As a Roblox developer, it is near impossible to tell if some rendered content has been culled. It’s possible to do, but it’s very slow, hard to test, and hard to perfect.
What is rendered content?
- Texture
- BasePart
- GuiObject
- LayerCollector
Culling exists to stop the rendering of content the user cannot even see. This is a revolutionary set of improvements for performance! However, your code still wastes time updating the content’s appearance or acting on it every frame, even when it is not visible. What a waste!
In the following example, each part is doing a lot of expensive work. The engine automatically stops rendering the parts you cannot see, but they are still doing redundant working in the background… wasting CPU time.
The game stays at 30 FPS or worse no matter how many parts are on screen.

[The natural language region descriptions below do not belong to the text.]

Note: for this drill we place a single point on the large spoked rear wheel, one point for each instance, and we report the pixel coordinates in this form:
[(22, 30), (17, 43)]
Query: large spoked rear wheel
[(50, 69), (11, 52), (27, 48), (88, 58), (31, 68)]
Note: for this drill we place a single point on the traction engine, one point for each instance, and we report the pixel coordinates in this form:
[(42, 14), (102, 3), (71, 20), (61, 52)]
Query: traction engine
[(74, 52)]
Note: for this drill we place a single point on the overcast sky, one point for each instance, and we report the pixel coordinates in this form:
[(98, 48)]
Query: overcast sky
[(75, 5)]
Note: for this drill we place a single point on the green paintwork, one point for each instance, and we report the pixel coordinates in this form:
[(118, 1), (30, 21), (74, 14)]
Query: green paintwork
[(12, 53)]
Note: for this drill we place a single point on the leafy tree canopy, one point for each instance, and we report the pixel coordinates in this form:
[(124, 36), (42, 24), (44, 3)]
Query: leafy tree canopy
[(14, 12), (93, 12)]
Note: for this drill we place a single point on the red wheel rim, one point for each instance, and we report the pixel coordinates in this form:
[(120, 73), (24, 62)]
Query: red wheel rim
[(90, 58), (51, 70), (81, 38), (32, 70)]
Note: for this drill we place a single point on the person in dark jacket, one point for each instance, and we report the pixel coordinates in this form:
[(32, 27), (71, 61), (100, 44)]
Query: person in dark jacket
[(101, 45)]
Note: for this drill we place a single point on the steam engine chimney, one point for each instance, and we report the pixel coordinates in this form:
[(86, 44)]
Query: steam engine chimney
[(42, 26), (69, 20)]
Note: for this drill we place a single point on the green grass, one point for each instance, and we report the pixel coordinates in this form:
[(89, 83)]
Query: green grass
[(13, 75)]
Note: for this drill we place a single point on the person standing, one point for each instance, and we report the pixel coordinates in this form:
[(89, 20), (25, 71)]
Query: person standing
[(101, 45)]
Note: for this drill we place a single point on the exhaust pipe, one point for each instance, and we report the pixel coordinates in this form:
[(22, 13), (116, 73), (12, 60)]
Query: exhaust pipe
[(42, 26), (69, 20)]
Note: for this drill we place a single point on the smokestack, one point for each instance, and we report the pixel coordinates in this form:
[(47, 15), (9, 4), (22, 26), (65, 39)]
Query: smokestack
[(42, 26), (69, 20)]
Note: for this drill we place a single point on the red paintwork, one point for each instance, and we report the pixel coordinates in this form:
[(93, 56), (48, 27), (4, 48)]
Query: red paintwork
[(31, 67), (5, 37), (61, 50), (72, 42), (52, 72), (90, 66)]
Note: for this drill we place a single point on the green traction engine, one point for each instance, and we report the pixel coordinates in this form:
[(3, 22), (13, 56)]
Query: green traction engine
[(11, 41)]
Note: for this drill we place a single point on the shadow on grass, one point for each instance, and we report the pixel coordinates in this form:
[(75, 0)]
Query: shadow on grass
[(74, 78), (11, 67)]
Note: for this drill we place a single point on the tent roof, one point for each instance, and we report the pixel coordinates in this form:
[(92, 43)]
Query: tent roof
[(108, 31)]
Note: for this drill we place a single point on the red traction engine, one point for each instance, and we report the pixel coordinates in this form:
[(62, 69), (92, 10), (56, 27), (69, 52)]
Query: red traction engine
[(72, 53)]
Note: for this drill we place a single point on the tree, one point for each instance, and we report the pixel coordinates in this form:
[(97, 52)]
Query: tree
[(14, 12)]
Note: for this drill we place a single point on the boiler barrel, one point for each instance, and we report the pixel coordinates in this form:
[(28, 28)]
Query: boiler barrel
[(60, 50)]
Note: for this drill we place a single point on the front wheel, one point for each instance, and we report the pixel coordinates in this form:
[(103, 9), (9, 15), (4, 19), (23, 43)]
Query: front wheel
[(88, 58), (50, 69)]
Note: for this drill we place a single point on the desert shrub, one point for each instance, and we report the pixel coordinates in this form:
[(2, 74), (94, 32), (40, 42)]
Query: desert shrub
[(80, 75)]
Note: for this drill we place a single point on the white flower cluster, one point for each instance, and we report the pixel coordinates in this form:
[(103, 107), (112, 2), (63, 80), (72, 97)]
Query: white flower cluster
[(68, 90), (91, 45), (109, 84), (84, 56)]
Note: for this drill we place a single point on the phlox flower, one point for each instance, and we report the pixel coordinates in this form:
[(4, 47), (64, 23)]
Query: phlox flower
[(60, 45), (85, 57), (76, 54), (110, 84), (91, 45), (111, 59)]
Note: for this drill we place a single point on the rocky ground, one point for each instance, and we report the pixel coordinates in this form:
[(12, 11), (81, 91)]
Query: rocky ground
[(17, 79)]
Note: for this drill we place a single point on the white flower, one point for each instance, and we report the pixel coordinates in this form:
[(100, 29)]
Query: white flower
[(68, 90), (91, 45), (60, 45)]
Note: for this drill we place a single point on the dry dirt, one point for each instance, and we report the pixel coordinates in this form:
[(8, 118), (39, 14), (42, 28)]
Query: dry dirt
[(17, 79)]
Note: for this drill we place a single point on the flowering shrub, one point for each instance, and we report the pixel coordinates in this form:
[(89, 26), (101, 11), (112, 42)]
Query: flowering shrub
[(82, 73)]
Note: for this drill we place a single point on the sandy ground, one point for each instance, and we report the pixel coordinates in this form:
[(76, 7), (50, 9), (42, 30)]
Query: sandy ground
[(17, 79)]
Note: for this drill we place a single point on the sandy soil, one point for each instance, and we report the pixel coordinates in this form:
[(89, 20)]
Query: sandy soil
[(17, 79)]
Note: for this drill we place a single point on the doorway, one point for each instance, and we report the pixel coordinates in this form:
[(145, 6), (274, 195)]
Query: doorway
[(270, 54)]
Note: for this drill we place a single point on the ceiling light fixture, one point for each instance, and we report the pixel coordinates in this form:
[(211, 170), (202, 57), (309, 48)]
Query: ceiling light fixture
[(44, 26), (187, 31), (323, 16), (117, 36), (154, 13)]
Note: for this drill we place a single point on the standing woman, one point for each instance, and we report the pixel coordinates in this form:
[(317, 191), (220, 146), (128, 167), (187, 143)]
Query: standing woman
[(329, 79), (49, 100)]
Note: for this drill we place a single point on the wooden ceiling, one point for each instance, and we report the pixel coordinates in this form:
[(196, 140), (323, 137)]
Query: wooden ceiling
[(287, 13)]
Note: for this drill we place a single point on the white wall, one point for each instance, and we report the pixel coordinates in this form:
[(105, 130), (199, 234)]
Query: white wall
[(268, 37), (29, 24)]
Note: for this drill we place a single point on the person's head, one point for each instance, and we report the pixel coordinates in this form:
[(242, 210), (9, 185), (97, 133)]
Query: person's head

Now in the following video, the parts only work when they are on screen.
The FPS starts at 30 and rises to 100! Keep in mind I added artificial lag for each part to mock a lot of work being done. Changing color and orientation isn’t very expensive. If you had more complicated rendering needs, it would have a similar impact.
It’s not getting the maximum FPS because frustum culling in Luau is expensive. The internal calculations have already been done… so exposing some sort of property, method, or event to tell if the part has been culled wouldn’t be expensive at all. Keep in mind that you’ll also be benefiting from Occlusion and Distance culling.
Bonus
Yes, the parts are actually not working when they aren’t on screen. No fakery here, other than the artificial work for each part.
Here’s the place file if you want to experiment or view the code! You can use anything here with no attribution and for free. If I make changes, I’ll add a new file instead of replacing this one.
CullingProblem.rbxl (70.9 KB)
3/23/2025
In conclusion, having a way to tell if some rendered content has been culled would help developers optimize their games.
If you update something every frame that the user may not see all of the time, you need this!